Con miliardi di dispositivi che a partire dal 2020 saranno connessi in rete all’interno del territorio dell’Unione l’esigenza di avere risposte adeguate alle potenziali minacce si fa sempre più importante non solo per gli addetti ai lavori, ma per l’intera cittadinanza. Nel caso di alcuni Paesi dell’Unione quali quelli baltici, la minaccia non è nemmeno potenziale bensì reale e vissuta nel quotidiano. La volontà da parte comunitaria di dare il via a una serie di riforme per rispondere a queste esigenze è stata espressa in occasione di una recente riunione del Consiglio europeo.

Gli ostacoli che si frappongono al raggiungimento di questo obiettivo al momento sembrano gli stessi che impediscono l’integrazione delle forze militari europee. Senza una precisa volontà politica, anche solo di natura strettamente strategica e ridotta agli obiettivi più essenziali, ogni formulazione coerente di una struttura per la difesa appare velleitaria. Il peso ancora esercitato da Washington, sia direttamente, sia attraverso la NATO, contribuisce a rallentare il processo. Questo stato di costante stallo porta, per frustrazione, i principali Paesi europei a mettere a punto vie parallele e autonome, con il prevedibile allontanamento dei Paesi europei più piccoli i quali, per rispondere ad esigenze di difesa nel breve termine, continueranno a confidare più sulla NATO che su un embrione di sicurezza europea comune, innescando un circolo vizioso ormai presente da un paio di decenni.
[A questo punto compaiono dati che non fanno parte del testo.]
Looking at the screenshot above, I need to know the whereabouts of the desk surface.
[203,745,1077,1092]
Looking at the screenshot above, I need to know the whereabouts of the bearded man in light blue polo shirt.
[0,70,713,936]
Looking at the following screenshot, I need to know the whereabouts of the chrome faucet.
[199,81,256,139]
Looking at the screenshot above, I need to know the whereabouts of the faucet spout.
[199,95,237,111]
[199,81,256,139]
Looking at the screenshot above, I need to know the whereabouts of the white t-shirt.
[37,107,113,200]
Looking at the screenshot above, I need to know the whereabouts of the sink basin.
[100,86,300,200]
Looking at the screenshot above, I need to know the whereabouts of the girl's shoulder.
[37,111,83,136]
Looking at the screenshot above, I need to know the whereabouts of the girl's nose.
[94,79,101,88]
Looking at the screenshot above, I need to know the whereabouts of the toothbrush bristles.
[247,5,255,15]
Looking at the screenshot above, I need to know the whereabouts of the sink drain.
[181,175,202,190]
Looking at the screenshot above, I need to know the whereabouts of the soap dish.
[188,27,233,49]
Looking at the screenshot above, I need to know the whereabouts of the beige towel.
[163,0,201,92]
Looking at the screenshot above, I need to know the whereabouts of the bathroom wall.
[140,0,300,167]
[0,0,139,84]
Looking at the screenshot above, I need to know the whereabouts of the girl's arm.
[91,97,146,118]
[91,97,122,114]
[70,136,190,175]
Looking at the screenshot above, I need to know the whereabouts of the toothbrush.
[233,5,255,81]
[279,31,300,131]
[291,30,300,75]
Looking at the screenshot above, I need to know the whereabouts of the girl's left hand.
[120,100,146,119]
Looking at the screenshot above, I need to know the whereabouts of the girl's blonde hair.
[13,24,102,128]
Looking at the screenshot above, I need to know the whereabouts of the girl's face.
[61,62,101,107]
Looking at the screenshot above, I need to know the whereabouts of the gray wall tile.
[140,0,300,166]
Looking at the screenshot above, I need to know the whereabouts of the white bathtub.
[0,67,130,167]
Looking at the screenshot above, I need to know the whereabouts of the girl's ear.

Tuttavia, a differenza dei metodi di guerra convenzionale, il cyberwarfare impone decisioni e azioni rapide. L’evoluzione dei paradigmi tecnologici muta costantemente equilibri, armi e terreni di scontro del cyberwarfare. Questa volta la tecnologia non sarà disposta ad aspettare i legacci che bloccano l’Europa nell’affrontare in maniera coordinata le strategie per il cyberwarfare. Ne consegue che proprio su questo specifico campo si giocherà una volta per tutte la sfida decisiva di una difesa comune, presupposto fondamentale per la formazione di un progetto politico europeo concretamente comunitario.